Several farmers have been missing since the Republic Day tractor rally, which had descended into chaos and violence, the Samyukt Kisan Morcha - a front of 40 farmers' unions that is leading the agitation against the three central agriculture laws - said on Tuesday after meeting with Delhi Chief Minister Arvind Kejriwal and Minister Satyendar Jain.
Close to 400 police personnel had been injured in clashes with the protesting farmers after the tractor rally veered off the permitted course. Visuals showed protesters ramming barricades with tractors and attacking the police. A group of protesters had also stormed the iconic Red Fort and hoisted a religious flag at its ramparts, triggering outrage.
The unions reiterated that the violence was part of a conspiracy.
"The leaders of the Kisan Morcha submitted a list of 29 missing youths (noted so far) to the Chief Minister and demanded all humanitarian facilities to the agitators lodged in jails. Farmer leaders demanded a medical board and said that this investigation will expose the police brutality done on farmers. The leaders also demanded a judicial inquiry into the whole case so that the conspiracy of 26 January could be revealed," a statement read.
"Mr Kejriwal assured that the jail is under his administration and he will not let the agitators in jail face any trouble," they added.
On Monday, the Delhi Police had released the names and details of 120 people arrested in connection with 13 FIRs (first information reports) filed after the Republic Day violence. Those arrested include teenagers and senior citizens.
Over two dozen cases have been registered so far over the violence.
Punjab Chief Minister Amarinder Singh, who has been backing the protesting farmers, on Monday launched a helpline to locate those claimed missing. He said the state government had appointed a team of 70 lawyers to assist the farmers.
The Delhi Police has placed multiple layers of barricades and barbed wires at the three main protest sites - Singhu, Ghazipur, Tikri - fortifying its position against a possible influx of protesters from Uttar Pradesh and Haryana into the national capital.

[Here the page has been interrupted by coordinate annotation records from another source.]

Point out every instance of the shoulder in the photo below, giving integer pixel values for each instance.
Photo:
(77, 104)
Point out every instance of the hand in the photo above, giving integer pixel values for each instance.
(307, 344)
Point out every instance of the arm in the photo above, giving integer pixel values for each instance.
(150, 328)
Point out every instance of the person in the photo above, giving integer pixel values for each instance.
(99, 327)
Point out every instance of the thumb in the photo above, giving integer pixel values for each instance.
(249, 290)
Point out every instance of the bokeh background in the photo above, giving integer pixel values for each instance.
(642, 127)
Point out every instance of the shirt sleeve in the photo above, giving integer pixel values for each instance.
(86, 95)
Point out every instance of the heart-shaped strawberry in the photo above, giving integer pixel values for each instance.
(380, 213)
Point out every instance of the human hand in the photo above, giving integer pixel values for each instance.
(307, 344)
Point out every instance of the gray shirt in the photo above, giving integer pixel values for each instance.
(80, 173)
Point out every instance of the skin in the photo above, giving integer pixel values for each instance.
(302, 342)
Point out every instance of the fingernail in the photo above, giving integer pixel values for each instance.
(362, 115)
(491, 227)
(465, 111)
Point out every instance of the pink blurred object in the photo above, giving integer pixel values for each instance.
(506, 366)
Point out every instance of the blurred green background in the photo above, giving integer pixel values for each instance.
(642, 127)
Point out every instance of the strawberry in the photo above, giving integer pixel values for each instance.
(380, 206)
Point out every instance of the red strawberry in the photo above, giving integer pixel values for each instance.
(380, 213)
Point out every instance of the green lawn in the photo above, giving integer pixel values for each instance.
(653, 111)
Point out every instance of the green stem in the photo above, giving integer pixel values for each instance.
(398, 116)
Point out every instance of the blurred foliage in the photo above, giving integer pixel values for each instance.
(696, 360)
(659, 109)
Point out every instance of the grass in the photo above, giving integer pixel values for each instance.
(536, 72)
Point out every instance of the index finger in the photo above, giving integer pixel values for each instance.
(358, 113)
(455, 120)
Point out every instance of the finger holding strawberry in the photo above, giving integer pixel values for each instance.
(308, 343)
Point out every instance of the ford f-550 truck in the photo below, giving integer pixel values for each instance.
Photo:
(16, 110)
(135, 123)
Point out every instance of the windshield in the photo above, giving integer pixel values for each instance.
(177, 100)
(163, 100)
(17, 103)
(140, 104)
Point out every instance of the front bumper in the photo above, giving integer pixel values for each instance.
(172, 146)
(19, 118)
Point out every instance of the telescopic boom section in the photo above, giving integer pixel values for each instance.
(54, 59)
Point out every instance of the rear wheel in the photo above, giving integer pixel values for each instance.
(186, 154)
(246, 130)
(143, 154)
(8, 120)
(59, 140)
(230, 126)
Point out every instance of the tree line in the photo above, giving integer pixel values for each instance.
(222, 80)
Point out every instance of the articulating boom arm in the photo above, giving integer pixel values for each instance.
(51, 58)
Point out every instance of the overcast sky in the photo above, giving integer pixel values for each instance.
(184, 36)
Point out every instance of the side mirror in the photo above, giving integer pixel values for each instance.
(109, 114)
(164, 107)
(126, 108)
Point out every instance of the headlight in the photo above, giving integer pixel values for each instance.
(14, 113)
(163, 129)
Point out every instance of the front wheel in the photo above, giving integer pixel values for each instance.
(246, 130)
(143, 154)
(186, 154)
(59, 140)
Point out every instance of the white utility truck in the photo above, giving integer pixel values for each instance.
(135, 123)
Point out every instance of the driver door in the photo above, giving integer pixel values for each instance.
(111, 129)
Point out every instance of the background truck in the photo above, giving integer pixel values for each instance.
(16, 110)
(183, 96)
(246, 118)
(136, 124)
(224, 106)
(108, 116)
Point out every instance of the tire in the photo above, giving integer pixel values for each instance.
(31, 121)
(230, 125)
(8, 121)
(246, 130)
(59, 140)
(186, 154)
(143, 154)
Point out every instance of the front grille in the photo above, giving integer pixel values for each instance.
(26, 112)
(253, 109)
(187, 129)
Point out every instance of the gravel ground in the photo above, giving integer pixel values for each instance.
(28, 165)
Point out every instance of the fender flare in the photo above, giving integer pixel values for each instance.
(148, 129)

The fortifications were made days after thousands of farmers held a gathering in western Uttar Pradesh after Rakesh Tikait - an influential farmers' leader - had cried on camera saying they had been asked by the local administration to clear the protest site.
"We are being harassed. The Internet, water-supply, electricity - all have been blocked," the farmers said today.
The Delhi Police today downplayed the apprehensions, saying the barricades were bolstered to prevent a Republic Day protest-like scenario.